VIII. Ständiges Kolloquium zur historischen Sozialismus- und Kommunismusforschung, Berlin, 23./24. Januar 2009

Juni 2009

Am ersten Tag des Kolloquiums kennzeichnete Werner Bramke (Leipzig) die Novemberrevolution als die Marneschlacht der Weltrevolution. Er zeigte auf, dass der Kapitalismus sowohl in Deutschland als auch global zu dieser Zeit so schwach wie niemals zuvor und danach gewesen ist. Aber auch angesichts dieser historischen Bedingungen habe es keine zwangsläufigen Entwicklungen hin zu einer anderen Gesellschaftsordnung gegeben. Auf die Etablierung des modernen Sozialstaats der Weimarer Republik habe die KPD nur sehr selten eine angemessene Politikkonzeption entwickelt. Günter Benser (Berlin) unterstrich die fundamental unterschiedliche politische Bedeutung der Novemberrevolution, die ihr in den ersten Regierungserklärungen von Konrad Adenauer nach Gründung der BRD und von Otto Grotewohl nach Gründung der DDR beigemessen worden ist. Im Anschluss betonte Michael Buckmiller (Hannover), dass Deutschland vor 1914 zwar ökonomisch, nicht jedoch politisch in der Moderne angekommen war. Die Revolution habe insofern einen bedeutenden Subjektwechsel deutlich gemacht, weil in ihr die Arbeiterklasse die eigentlichen Aufgaben der bürgerlichen Klasse übernommen habe. In der Revolution habe sich außerdem die Möglichkeit der Entwicklung der Konterrevolution aus einer ehemals revolutionären Partei heraus gezeigt. Gustav Noske sei dafür ein Protagonist gewesen. Auf die Thematik der Konterrevolution ging Buckmiller anschließend auch im Zusammenhang mit dem Kapp-Putsch ein. Aus dem Scheitern dieses Putsches sei von der Konterrevolution die Lehre gezogen worden, dass es für eine erfolgreiche Konterrevolution eine Massenbewegung geben müsse. Diese konterrevolutionäre Massenbewegung sei ein paar Jahre später durch die faschistische Bewegung entstanden. Mit Buckmiller stimmte Klaus Lederer (Berlin) darin überein, dass die Arbeiterbewegung 1918/19 Aufgaben des Bürgertums übernommen habe. Außerdem habe sich gezeigt, dass Geschichte weder abgeschlossen noch am Reißbrett zu planen sei. Lederer ging zudem auf die verschiedenen Mythen ein, die sich im Zusammenhang mit der Novemberrevolution bei den Kommunisten, bei den Sozialdemokraten und innerhalb der Bourgeoisie gebildet haben.

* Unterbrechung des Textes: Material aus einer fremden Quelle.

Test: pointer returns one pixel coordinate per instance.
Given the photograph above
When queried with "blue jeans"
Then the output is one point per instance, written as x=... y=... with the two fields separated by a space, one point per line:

In der Diskussion bedauerte Klaus Kinner (Leipzig) ausdrücklich, dass das in der USPD vorhandene Potenzial politisch nicht habe wirksam werden können. Buckmiller betonte angesichts des Beispiels der SPD vor 1914 die Notwenigkeit, in den Parteien der Arbeiterbewegung stets die ideologischen wie auch die realpolitischen Prozesse genau zu analysieren. Eine sozialistische Partei müsse immer einen eigenen theoretischen Kompass haben, sonst verirre sie sich im kapitalistischen und parlamentarischen System. Weitere Diskussionsbeiträge beschäftigten sich mit Problemen der Klassenspaltungen in Deutschland seit Anfang des 20. Jahrhunderts, mit der Frage der Handlungsmotivationen und den Vorstellungen der Arbeiterklasse hinsichtlich des Sozialismus sowie den zahlreichen immer noch bestehenden historischen Forschungsdefiziten (z.B. der fehlenden Mediengeschichte der Revolution und der gleichfalls fehlenden Finanzgeschichte der Konterrevolution).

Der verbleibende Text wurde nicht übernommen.